The full mapping is in internal/model/scopes.go (ActionToScopeRequired). If your module needs an action that isn't listed, file an issue.

Limitations

Source world must be connected

Cross-world remote-request calls are initiated by the source world's module, which must be actively connected to the relay for the request to go anywhere. If no GM is currently logged into the source world with the module active, the call never reaches the relay.

In practice this means your module's code runs in the source world's Foundry game session (a GM is present and the module is running). The request flows from there through the relay to the target world. The source side is always online by definition when your module code executes.

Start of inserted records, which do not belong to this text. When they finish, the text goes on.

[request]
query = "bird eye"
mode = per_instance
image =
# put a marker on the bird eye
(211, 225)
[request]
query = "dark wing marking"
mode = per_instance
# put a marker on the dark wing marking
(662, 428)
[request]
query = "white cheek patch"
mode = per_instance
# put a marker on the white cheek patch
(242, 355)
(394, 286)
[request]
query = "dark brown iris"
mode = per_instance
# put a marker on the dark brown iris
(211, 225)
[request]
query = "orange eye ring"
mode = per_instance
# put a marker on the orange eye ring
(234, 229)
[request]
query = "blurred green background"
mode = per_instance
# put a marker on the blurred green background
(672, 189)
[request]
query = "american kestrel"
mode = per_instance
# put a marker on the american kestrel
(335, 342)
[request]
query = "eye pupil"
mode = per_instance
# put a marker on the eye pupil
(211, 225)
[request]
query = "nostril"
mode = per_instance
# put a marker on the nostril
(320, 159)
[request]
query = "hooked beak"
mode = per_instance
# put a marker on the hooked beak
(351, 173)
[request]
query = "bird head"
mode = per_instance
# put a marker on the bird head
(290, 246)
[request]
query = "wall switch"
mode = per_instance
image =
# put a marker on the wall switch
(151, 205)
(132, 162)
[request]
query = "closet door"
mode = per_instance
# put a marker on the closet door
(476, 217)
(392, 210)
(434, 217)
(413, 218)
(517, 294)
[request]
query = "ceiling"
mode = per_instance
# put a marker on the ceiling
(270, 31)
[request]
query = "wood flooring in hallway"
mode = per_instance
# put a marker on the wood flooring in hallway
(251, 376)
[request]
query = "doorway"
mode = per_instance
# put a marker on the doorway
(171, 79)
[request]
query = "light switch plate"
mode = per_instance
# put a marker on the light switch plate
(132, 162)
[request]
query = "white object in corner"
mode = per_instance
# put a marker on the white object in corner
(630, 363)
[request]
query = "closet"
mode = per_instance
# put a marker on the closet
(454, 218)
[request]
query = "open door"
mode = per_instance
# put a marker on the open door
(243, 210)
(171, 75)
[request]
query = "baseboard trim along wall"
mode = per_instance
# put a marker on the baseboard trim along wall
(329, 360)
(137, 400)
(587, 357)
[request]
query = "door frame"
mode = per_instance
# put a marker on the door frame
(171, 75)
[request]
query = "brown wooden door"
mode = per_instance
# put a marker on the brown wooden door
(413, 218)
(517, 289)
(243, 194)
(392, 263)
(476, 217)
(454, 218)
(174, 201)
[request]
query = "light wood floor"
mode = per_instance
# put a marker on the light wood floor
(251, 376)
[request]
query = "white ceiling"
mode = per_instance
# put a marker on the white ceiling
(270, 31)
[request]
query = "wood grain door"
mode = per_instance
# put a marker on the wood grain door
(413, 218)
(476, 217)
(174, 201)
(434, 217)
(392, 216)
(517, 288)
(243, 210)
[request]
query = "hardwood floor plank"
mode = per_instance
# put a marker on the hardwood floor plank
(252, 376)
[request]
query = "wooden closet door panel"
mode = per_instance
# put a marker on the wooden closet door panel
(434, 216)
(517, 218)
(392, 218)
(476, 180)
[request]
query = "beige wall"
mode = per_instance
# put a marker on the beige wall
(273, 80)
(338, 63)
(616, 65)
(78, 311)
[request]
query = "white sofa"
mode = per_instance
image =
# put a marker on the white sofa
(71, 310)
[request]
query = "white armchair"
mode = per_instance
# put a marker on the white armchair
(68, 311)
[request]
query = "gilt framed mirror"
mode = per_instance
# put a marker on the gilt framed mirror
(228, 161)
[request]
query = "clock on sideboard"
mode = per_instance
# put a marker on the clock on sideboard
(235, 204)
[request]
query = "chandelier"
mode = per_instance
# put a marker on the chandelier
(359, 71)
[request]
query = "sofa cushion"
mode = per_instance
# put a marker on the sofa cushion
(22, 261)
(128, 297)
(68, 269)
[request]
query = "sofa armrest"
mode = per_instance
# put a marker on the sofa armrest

If you need to trigger cross-world actions without a live GM in either world, you'll need to make HTTP API calls directly from a backend system using a scoped API key - that approach doesn't require the source module to be connected.

Target world

The target world does not need to have a GM online. If autoStartOnRemoteRequest is enabled for the target client in the dashboard and the relay has headless support, the relay will spawn a headless session to handle the request. See Why headless auto-start matters below.

One connection per world

The relay allows only one WebSocket connection per world at a time (lowest-ID active full GM). This means cross-world requests from World A always land on exactly one deterministic GM client in World B - there's no risk of duplicate processing.


Configuring permissions

Cross-world capability is opt-in at pair time. The user generates a pair code from the dashboard's Known Clients page, choosing:

  1. Which target clients the resulting connection token may invoke remote-request against (multi-select from their other paired worlds)
  2. Which scopes the token holds for those operations (checkbox grid)

Example: a user building a character transfer flow between World A and World B would pair their World A browser with allowedTargetClients = ["fvtt_world_b"] and remoteScopes = ["entity:read", "entity:write", "user:read", "user:write", "file:write", "structure:read", "structure:write"].

Why headless auto-start matters

The transfer use case is: a GM is in World A, wants to send an actor to World B, but no GM is currently logged into World B. Without auto-start, the transfer fails.

With auto-start enabled on World B's Known Client row, the relay will:

  1. Receive the remote-request from World A's module
  2. Detect that World B is offline
  3. Look up the user's stored Foundry credentials for World B
  4. Spawn a ChromeDP headless session, log into World B as the configured user
  5. Wait for the headless module to connect to the relay
  6. Forward the action to the now-connected headless module
  7. Return the response to World A's module
  8. Tear down the headless session after a configurable idle timeout

This is fully relay-managed. The source module doesn't need to know how to start headless sessions or manage credentials.

Security implications

A connection token with cross-world capability is more sensitive than a normal connection token, but its blast radius is still bounded:

  • What it can do: invoke the explicitly-granted scopes against the explicitly-granted target clients. Nothing else.
  • What it cannot do: be used as an HTTP API key, modify other tokens, regenerate the relay key, or access any clients not in its allowedTargetClients list.
  • Where it lives: the same place as a normal connection token - client-scope localStorage in the browser the user paired. Players cannot read it.
  • If it leaks: revoke the specific connection token from the dashboard. The relay's broadcast-disconnect machinery propagates the revocation across all relay instances and immediately closes any sessions using that token.
  • Audit trail: every cross-world remote-request is logged in RemoteRequestLogs (GET /auth/remote-request-logs from the dashboard) with source token, target client, action, source IP, and outcome.